Revision as of 09:05, 12 October 2013

Pernahkah kalian berharap bisa hidup sebagai dua orang yang berbeda?

Aku tidak membicarakan tentang kembaran atau semacamnya. Aku bicara tentang "dirimu" yang kedua yang bisa menggantikanmu

Kalau dipikir-pikir, dulu pernah ada robot-kopian dalam sebuah acara anime yang terkenal[1] yang biasa kutonton waktu kecil.

Supaya dapat beraksi sebagai superhero misterius, sang tokoh utama menyuruh robot itu menggantikannya pergi ke SD. Robot itu memiliki beberapa kemampuan yang hebat : ia mempunyai keinginan sendiri, dapat bertindak dengan mandiri, dan dapat membagi memorinya dengan tokoh utama.

Kalau kalian punya akses untuk melakukan hal seperti itu, kalian bisa menyuruhnya mengerjakan PR kalian ketika kalian lelah, pergi ke sekolah saat kalian sedang tidak ingin, atau mendapatkan uang untukmu untuk kau hambur-hamburkan untuk apapun yang kau mau.

Aah, itu pasti praktis sekali.

Memang kedengarannya seperti kalian akan bertingkah seperti tukang suruh-suruh budak yag kejam, tapi bukan itu masalahnya. Lagipula, kalian berdua berbagi segalanya, dari yang menyenangkan maupun yang tidak menyenangkan - pada akhir hari.

Mh? Simpan saja bagian yang tidak menyenangkan untuk dirimu sendiri, kata kalian?

...Itu lain masalahnya.

Yah, tidak ada gunanya berkhayal. Memiliki benda seperti itu terlalu bagus untuk jadi kenyataan, dan meski itu mungkin pun, pasti ada kelemahannya.


"Aku pulang."

"Yaa," jawab gue sambil mem-pause game yang sedang gue mainin. Gue menengok orang yang baru saja masuk kamar.

Seorang siswa SMA. Baru saja pulang sekolah, jadi masih memakai seragam dan menenteng ransel resmi dari sekolah. Potongan rambutnya yang pendek, kulitnya yang terbakar matahari, dan postur tubuhnya yang kuat menunjukkan kalau dia sering berolahraga.
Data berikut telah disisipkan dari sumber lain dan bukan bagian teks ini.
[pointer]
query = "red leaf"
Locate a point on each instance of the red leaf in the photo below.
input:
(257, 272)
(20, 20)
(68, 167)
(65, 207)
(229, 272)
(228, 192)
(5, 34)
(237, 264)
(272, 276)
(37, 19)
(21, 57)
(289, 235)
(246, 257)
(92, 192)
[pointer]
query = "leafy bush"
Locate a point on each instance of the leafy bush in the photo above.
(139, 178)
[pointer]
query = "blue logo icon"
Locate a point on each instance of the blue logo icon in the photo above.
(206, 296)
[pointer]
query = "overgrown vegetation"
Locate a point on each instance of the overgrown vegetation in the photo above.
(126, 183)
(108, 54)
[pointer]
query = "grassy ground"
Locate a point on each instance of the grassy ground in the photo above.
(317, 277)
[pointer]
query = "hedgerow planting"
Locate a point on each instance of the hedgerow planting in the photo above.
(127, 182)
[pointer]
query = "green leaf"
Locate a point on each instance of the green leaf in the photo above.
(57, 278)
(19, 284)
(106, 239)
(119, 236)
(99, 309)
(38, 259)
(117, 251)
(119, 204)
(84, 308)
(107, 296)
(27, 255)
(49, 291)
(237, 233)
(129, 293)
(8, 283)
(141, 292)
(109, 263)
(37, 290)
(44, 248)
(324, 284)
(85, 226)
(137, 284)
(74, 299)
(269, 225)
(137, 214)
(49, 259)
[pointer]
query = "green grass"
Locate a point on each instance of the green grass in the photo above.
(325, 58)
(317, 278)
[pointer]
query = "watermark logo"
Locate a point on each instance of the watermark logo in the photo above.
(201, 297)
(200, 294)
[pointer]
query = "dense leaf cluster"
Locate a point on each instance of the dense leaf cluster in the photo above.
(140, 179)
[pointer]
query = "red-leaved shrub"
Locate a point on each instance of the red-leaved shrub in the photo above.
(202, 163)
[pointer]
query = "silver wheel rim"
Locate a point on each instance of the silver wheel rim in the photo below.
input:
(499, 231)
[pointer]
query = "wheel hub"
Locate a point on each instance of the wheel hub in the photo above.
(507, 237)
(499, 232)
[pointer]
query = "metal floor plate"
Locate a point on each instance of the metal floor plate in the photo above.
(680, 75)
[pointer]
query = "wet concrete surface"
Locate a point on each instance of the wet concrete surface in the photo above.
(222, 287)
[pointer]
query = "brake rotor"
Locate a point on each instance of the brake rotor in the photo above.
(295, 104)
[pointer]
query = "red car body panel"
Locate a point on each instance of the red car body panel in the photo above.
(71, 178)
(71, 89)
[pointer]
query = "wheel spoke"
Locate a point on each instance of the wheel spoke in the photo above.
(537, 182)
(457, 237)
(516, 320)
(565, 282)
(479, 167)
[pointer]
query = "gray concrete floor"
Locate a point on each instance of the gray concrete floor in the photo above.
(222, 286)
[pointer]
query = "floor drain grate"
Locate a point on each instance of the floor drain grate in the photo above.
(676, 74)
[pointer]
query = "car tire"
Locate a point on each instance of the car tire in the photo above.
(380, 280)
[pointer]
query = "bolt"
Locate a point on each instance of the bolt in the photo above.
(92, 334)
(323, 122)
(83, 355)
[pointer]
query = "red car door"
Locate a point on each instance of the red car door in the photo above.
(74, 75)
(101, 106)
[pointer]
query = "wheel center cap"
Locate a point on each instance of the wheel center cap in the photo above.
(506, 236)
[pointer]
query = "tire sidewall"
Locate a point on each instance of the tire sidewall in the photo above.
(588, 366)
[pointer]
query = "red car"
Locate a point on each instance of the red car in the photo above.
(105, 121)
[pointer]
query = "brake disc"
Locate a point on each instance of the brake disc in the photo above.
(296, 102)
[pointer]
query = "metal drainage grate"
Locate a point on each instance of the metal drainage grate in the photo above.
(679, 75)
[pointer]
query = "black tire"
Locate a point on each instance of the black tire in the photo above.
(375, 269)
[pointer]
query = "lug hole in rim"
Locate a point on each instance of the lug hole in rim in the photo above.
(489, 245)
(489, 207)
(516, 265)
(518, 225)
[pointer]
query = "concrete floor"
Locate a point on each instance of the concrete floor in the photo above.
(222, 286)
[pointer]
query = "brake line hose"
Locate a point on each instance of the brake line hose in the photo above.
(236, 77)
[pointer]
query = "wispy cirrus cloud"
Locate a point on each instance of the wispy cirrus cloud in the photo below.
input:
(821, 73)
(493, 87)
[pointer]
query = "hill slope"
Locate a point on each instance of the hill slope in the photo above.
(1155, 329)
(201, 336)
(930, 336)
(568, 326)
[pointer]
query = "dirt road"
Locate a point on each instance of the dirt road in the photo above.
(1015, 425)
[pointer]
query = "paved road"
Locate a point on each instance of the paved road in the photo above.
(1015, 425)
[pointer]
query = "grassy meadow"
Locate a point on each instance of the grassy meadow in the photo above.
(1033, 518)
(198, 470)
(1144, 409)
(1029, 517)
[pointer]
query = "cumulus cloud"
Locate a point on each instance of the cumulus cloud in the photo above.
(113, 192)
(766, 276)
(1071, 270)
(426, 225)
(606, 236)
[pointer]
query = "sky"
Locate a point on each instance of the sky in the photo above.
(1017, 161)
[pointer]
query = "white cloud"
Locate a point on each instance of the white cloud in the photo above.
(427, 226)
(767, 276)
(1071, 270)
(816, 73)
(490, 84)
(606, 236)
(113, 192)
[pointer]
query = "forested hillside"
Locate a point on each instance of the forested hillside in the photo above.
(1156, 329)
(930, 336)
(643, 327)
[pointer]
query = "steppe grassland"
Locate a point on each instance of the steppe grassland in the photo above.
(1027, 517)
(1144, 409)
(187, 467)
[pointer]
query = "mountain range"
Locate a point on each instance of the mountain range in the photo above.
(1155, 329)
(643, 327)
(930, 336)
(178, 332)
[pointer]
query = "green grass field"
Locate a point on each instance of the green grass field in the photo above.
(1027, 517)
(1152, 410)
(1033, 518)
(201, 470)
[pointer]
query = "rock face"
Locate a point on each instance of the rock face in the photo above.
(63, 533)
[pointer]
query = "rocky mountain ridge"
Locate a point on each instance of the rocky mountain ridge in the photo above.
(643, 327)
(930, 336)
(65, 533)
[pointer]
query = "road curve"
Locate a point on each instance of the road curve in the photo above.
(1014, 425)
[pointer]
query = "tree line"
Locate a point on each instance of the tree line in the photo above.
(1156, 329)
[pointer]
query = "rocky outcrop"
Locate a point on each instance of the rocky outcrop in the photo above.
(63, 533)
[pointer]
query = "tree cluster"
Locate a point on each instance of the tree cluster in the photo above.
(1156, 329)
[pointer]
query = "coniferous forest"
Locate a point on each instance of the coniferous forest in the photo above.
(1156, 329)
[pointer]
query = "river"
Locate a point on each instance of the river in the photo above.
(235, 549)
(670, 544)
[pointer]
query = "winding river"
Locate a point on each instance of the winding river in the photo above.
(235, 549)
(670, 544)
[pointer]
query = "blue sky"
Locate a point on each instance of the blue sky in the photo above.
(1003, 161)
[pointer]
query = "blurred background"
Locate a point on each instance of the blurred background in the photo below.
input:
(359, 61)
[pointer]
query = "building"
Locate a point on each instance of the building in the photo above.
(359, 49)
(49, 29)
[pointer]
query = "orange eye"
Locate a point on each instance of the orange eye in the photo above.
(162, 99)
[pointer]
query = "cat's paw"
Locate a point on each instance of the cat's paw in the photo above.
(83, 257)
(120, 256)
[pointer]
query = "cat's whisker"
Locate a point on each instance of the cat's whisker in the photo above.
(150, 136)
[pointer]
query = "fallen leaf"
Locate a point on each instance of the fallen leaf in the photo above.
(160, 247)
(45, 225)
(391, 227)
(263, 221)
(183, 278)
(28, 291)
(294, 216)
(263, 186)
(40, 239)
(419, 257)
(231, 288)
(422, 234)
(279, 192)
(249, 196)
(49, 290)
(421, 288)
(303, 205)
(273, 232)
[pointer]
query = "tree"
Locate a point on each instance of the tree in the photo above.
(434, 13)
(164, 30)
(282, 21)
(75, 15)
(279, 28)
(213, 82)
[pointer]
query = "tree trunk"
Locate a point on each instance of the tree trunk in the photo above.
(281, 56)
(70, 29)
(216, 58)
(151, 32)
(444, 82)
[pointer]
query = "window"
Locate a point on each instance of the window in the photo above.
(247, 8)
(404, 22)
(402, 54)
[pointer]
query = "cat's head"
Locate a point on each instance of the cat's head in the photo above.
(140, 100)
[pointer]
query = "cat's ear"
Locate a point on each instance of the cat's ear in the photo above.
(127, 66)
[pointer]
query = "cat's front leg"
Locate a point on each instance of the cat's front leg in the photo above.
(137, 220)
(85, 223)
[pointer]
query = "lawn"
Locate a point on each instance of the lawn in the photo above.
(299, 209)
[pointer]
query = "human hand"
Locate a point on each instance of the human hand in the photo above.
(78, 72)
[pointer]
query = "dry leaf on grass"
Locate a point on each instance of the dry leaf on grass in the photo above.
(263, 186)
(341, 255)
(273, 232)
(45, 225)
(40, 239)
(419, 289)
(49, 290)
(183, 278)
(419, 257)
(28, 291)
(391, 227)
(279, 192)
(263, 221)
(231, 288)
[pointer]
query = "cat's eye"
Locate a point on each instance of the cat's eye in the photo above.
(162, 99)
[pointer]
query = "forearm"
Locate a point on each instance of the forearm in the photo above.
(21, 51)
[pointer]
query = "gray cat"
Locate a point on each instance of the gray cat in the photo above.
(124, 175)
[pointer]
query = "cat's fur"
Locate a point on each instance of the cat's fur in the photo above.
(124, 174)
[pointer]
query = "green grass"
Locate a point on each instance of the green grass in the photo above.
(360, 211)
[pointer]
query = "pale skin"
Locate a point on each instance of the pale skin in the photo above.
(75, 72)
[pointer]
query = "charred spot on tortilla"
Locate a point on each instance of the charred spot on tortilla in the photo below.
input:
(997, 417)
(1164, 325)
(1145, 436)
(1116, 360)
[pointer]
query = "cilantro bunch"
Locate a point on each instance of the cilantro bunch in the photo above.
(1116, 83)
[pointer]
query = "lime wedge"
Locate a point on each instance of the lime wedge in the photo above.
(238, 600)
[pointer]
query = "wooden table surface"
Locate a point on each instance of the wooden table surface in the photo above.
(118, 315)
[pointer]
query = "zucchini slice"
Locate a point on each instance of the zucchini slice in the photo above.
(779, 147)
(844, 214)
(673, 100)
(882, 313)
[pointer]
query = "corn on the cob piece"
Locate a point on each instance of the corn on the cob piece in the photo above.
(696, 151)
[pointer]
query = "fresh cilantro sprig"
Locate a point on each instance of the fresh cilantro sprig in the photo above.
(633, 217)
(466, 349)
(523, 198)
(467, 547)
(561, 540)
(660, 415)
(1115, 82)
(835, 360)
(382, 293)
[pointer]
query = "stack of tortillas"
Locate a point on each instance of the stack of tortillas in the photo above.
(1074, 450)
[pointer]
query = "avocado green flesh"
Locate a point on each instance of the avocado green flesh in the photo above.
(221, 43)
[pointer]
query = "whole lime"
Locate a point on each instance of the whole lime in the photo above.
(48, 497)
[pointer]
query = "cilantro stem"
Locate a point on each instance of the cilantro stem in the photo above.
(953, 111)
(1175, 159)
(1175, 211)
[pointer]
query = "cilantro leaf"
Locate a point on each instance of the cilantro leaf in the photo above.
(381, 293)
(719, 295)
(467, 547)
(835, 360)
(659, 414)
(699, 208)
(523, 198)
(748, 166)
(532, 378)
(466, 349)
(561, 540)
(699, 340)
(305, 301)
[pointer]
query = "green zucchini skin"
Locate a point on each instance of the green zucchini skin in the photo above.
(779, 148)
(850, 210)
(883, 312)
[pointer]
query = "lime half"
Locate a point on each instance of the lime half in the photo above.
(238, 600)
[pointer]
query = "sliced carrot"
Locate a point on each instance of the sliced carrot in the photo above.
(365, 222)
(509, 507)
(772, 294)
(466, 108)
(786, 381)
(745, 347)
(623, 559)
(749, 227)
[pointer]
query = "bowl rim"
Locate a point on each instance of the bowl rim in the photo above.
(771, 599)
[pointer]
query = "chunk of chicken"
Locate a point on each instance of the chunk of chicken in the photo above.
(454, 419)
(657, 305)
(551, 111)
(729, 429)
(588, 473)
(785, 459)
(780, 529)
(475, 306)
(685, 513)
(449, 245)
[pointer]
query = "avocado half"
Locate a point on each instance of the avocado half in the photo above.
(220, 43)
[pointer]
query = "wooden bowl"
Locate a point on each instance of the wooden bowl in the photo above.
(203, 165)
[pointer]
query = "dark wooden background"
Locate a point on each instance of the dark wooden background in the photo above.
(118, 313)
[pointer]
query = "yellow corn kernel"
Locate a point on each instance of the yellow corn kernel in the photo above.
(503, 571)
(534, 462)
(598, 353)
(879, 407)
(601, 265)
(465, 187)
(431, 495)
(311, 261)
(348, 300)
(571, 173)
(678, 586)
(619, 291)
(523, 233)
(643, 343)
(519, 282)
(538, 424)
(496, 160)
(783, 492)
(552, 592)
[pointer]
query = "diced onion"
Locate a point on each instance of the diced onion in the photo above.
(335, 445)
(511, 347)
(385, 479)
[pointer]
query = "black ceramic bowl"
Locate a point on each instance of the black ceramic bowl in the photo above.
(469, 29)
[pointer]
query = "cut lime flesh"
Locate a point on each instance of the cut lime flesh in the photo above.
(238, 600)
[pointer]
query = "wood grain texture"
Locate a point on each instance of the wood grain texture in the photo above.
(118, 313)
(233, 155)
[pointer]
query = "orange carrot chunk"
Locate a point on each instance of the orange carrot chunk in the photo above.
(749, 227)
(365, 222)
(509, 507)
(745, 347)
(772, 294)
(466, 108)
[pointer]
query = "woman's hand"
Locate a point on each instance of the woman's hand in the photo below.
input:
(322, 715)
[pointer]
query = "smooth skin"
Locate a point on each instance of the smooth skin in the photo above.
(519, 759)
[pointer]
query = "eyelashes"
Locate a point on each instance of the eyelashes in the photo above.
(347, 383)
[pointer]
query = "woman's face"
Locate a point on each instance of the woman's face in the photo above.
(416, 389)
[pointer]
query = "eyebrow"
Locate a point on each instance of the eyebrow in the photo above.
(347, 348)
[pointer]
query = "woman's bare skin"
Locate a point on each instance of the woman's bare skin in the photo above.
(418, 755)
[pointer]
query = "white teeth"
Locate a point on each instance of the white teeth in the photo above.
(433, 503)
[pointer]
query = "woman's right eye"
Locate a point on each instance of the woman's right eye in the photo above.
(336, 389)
Kalau ada orang ketiga di kamar ini, orang itu pasti akan kaget sekali.

Wajah siswa itu terlihat identik denganku. Bukan mirip, tapi sama persis.

Dan wajah kami bukan satu-satunya hal yang identik—ukuran-ukuran tubuh kami, potongan rambut, lebar bahu, berat badan, warna kulit, panjang kaki, ukuran sepatu—semuanya sama.

Kami bukan kembar identik. Bahkan yang disebut kembar “identik” pun bisa saja terlihat sangat mirip, dan sebenarnya tidak identik.

Tetapi, penampilan kami, sama persis dari berbagai sudut.

Dia seperti bayangan cermin gue, itu sebabnya gue menyebutnya "kopian."

"Sini tasnya."

Setelah menerima tas dari si kopian, gue menggeledahnya untuk mencari sebuah manga yang baru keluar hari ini. Gue sudah menyuruh dia membelikannya di perjalanan pulang. Saat mengeluarkan manga itu, tanpa sengaja gue merobek selembar kertas, yang kemudian jatuh ke lantai.

"Itu apa?"

"Hasil kuis yang kuceritakan kemarin."

"Lo cerita ke gue?"

Gue melihatnya. Di sebelah nama gue, Jirou Kishitani, tertera angka 100. Nilai yang sempurna.

"Sama sekali tidak buruk."

"Tes itu mencakup hal-hal yang kita pelajari kemarin. Terbayar, 'kan?"

"Lo yang belajar, sih."

Tapi gue yang terima hasilnya. Heh, kayaknya bisa, nih, gue berharap pada rapot tahun ini.

Gue melemparkan lembaran itu dan melemparkan diri ke kasur bersama manga baru gue. Kopian gue memungut lembaran itu dan duduk di tempat gue duduk tadi.

"Oh? Lo sudah main sampai jauh, ya?" katanya tiba-tiba saar melihat layar TV.

Gue bermain game seharian sementara kopian gue ke sekolah. Tentu saja perkembangan gamenya sudah lumayan jauh.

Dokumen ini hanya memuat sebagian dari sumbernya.